You took part in the Social Labs conceptualisation in the NewHorRRIzon project. Based on those experiences, you invited Erik Fisher to implement the STIR methodology in the Co-Change Labs. What are the most exciting lessons so far? 

In November 2020 we did a training with Erik Fisher on his collaborative Socio-Technical Integration Research (STIR). I liked it, but I still didn’t know how to use it in the collaborative framework of the Co-Change Labs. The STIR is somehow very “zen”, philosophical and at the same time “for dummies” style. It is a completely different way of approaching responsibility of what we are used to apply in Europe. On the other hand, our research on the needs of the Labs revealed that the Labs prefer a collaboration in the form of structured workshops with elements of inspiration, experimentation and reflection. After merging these elements together with the limitations of the Social Lab approach and the RRI principles we came up with the STIRRI method (STIR + RRI). Erik is very open-minded and allowed us to adapt his method to the needs of the project. He will be our professional coach this time and we are very excited to do this social experiment with him over the next coming months. In the STIRRI method we break down the visions of the Labs into small and more manageable tasks or “challenges”, which may take the form of an issue, a problem, or any occasion or situation that calls for a response in the area of RRI. To facilitate the identification of challenges, RRI topics are gradually introduced by external rotating experts, tapping in this way on the collective intelligence of the participating organizations. Challenges are further decomposed by the STIR protocol and explored in four different dimensions: Opportunities, considerations, alternative, outcomes. Thus, each application of the protocol reveals a small “slice of Lab” from a larger context, it is opened up and assessed in a group of diverse stakeholders. This micro-scale reflection uncovers the contextual dimensions of Lab decisions in real-time, but also what is experienced by the Lab leader, namely his or her “human” cognitive, affective, ethical, personal and professional goals and articulations. The STIRRI sessions will be repeated over time in an iterative way, aiming to gradually remove barriers and to achieve a spiral effect in which the focus progressively shifts from “research/Lab values” to “public values.” Although Erik is very busy, and it is difficult to work together because of the big time difference, we hope to initiate the workshops series in April/May and continue improving the method until the end of the project. 
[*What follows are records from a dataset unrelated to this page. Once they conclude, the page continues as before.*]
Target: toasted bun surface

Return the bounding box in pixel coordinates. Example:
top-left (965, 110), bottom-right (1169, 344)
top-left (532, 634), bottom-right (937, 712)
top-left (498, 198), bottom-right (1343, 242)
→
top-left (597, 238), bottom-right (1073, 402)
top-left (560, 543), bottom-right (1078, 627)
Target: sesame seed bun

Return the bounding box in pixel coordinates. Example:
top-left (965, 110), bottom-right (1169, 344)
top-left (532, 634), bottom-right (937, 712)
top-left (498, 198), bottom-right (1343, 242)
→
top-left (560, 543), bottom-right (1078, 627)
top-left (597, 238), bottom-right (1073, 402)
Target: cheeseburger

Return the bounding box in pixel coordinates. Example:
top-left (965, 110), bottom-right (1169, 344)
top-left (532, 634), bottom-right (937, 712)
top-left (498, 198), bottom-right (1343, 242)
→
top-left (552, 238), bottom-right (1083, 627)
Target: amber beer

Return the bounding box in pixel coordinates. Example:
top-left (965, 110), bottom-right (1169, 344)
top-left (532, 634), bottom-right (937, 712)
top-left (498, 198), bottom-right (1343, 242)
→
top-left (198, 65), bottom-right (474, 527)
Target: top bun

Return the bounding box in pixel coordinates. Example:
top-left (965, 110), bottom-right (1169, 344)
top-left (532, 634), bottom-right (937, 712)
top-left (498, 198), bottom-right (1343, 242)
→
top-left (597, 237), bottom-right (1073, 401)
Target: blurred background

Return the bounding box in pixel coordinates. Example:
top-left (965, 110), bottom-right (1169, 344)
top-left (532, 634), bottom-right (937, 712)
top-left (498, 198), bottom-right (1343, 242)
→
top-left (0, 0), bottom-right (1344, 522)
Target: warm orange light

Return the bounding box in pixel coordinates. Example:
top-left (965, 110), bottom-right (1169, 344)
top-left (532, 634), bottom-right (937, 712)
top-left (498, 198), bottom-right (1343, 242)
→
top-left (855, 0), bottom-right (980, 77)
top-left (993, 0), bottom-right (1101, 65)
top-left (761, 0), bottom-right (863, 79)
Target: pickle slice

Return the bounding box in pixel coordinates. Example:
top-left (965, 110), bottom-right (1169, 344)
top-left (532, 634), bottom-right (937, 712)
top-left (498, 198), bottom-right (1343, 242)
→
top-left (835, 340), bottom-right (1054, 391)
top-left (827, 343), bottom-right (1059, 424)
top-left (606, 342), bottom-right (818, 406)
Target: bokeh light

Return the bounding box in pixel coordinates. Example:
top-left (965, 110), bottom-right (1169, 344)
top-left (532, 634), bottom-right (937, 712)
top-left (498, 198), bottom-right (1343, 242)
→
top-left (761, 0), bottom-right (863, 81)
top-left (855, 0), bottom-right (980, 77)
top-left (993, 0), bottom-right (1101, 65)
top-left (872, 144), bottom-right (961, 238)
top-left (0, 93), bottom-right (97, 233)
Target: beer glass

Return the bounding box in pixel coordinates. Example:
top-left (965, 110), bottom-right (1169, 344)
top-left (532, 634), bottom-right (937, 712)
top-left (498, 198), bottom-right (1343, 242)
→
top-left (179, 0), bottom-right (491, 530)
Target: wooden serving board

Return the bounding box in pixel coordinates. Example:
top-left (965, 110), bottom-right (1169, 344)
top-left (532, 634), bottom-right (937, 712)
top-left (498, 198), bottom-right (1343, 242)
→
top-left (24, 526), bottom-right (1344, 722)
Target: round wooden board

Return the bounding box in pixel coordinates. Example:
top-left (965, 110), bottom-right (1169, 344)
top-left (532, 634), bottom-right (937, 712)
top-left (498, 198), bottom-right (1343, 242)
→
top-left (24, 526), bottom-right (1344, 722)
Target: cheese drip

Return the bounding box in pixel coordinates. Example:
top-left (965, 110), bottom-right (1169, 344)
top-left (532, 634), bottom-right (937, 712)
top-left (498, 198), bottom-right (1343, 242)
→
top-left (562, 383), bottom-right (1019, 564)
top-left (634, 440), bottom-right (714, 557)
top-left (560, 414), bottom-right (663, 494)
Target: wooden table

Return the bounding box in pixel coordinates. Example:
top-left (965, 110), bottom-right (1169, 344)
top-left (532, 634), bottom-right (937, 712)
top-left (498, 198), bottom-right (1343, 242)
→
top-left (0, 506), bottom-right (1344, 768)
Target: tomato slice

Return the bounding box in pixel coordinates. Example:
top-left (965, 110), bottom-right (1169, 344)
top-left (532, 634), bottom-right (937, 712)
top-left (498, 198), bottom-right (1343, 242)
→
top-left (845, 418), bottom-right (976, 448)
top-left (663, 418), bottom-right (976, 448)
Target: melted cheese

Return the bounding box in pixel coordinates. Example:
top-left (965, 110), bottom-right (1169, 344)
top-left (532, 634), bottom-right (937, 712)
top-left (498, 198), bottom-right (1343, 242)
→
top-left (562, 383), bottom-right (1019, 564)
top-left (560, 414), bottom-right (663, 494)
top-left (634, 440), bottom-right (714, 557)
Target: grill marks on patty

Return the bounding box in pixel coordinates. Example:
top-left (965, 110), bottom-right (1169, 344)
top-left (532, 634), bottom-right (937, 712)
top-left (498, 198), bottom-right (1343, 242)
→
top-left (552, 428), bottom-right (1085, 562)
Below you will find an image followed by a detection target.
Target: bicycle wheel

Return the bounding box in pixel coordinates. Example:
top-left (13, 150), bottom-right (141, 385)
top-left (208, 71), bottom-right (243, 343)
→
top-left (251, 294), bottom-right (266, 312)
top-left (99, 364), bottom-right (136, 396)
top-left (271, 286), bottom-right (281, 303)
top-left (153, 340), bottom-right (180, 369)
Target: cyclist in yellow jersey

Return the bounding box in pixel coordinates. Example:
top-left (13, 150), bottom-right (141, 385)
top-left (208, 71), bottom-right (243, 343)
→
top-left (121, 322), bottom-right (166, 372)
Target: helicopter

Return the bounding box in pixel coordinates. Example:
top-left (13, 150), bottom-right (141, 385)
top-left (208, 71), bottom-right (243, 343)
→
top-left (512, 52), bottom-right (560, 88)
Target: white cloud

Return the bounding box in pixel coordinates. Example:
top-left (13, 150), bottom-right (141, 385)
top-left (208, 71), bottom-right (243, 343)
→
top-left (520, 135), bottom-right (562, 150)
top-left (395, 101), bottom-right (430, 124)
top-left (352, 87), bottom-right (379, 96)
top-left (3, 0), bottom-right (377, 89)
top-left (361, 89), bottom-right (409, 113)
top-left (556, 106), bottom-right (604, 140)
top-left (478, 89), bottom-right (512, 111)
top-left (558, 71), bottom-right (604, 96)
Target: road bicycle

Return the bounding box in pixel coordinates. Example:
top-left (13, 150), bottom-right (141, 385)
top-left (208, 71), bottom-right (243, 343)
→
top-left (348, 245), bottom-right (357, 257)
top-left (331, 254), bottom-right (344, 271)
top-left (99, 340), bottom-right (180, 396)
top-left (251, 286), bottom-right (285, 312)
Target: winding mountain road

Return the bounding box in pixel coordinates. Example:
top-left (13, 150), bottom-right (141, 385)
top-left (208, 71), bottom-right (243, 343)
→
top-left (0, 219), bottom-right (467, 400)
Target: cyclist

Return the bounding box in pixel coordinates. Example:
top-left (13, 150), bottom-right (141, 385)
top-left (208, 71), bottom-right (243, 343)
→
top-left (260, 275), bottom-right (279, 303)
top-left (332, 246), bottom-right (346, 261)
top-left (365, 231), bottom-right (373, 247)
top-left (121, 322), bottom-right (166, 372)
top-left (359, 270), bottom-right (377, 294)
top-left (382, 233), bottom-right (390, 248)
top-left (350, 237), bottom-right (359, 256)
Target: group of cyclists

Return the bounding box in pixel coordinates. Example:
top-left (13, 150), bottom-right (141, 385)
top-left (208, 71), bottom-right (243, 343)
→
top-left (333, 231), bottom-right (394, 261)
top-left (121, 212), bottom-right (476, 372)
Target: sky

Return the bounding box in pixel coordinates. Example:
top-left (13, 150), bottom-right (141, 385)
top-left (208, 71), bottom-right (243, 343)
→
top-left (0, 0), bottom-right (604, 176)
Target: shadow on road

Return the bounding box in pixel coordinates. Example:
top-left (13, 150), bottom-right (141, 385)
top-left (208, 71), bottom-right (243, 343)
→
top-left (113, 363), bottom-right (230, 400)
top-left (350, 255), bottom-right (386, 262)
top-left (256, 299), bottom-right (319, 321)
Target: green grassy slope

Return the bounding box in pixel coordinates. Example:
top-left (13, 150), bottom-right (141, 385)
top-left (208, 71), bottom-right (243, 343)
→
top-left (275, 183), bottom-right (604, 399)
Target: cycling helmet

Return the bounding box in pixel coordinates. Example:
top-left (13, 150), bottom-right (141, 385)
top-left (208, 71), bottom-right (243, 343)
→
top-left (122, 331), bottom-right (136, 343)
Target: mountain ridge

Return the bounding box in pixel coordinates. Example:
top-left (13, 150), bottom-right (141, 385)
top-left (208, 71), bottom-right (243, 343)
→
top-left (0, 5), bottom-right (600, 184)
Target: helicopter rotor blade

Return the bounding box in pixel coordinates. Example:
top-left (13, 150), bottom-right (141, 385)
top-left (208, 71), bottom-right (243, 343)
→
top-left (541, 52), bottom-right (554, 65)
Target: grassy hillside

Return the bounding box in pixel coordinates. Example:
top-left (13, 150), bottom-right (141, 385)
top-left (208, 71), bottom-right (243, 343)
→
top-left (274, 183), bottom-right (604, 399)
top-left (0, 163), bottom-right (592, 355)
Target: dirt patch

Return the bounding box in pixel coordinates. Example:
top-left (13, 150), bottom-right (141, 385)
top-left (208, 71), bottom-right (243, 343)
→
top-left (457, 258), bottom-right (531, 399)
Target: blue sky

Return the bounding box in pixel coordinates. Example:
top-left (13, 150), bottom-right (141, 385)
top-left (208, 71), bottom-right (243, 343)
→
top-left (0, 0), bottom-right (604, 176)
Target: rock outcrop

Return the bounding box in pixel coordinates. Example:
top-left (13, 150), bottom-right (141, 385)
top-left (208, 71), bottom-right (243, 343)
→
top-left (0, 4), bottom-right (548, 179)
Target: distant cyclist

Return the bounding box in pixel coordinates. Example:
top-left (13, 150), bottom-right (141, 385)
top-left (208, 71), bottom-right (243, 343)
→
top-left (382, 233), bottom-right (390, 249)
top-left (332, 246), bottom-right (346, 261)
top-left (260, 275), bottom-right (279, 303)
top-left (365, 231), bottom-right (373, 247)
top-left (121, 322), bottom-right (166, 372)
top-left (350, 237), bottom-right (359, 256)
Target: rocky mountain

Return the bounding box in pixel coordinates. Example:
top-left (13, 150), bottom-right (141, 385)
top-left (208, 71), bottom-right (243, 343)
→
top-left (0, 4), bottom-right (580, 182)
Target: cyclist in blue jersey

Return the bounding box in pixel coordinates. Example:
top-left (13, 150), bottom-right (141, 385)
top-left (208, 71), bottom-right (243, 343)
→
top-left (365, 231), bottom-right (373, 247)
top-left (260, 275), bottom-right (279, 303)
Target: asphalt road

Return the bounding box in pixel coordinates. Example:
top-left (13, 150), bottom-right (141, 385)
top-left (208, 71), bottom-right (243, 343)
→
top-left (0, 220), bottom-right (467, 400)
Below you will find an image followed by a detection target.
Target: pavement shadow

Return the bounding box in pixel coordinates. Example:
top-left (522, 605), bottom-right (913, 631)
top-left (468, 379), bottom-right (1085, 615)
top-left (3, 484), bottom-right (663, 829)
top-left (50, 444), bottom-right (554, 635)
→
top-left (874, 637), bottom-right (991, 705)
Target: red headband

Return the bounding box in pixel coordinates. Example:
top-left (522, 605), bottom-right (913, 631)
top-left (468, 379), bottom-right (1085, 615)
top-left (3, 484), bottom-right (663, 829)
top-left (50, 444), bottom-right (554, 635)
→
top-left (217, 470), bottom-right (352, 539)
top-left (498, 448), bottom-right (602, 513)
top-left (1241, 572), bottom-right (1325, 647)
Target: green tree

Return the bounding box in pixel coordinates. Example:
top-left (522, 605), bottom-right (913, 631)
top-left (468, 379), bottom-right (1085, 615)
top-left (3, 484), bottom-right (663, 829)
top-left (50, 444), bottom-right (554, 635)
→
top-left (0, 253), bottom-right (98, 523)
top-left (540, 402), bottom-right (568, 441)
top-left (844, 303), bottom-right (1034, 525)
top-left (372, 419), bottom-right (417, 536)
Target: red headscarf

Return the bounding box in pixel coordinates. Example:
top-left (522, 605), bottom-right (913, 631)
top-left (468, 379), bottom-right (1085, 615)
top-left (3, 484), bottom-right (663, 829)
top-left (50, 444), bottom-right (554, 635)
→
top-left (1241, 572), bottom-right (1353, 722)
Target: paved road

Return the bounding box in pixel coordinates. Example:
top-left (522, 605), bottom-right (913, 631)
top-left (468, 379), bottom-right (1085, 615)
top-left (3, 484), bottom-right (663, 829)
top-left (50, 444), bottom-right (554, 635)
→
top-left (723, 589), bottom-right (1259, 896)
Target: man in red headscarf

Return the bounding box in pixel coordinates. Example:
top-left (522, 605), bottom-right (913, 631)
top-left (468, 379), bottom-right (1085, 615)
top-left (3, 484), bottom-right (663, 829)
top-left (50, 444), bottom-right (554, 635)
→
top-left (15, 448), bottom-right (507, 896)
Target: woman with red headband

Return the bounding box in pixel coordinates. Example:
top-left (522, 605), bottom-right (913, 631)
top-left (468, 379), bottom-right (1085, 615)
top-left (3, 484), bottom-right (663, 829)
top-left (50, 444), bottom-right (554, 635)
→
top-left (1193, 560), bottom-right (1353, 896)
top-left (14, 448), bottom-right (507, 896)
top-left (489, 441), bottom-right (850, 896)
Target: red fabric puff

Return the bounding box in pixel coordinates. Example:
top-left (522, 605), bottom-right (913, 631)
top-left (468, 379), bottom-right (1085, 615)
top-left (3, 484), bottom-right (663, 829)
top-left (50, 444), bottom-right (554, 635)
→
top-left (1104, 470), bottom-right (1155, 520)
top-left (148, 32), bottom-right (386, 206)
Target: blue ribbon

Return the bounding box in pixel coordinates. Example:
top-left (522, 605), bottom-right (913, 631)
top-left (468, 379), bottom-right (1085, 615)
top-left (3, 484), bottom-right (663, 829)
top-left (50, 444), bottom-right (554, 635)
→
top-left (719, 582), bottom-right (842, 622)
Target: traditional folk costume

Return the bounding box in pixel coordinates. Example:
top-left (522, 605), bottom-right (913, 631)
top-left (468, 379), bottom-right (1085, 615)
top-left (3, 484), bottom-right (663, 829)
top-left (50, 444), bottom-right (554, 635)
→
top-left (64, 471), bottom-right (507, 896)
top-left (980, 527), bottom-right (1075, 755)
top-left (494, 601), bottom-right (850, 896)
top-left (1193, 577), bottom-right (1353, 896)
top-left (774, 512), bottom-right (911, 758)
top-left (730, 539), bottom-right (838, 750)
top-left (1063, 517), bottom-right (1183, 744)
You have just launched the “Co-Change Idea Competition”, tell us more about it. 

Although that it is officially a “competition”, in the world of sustainability there shouldn’t thrive any competition, but rather collaboration, shared objectives and agendas. Through the call we want to get to know people and teams working in similar areas and see how we can enrich mutually our efforts. We encourage also teams with not so much experience to apply, as we could probably help them develop their initiatives, by providing them with expert advice, visibility and key contacts.  There will be three semifinalists, but in case that we receive more eligible and challenging proposals we would consider organizing an event where all ideas could be presented and discussed.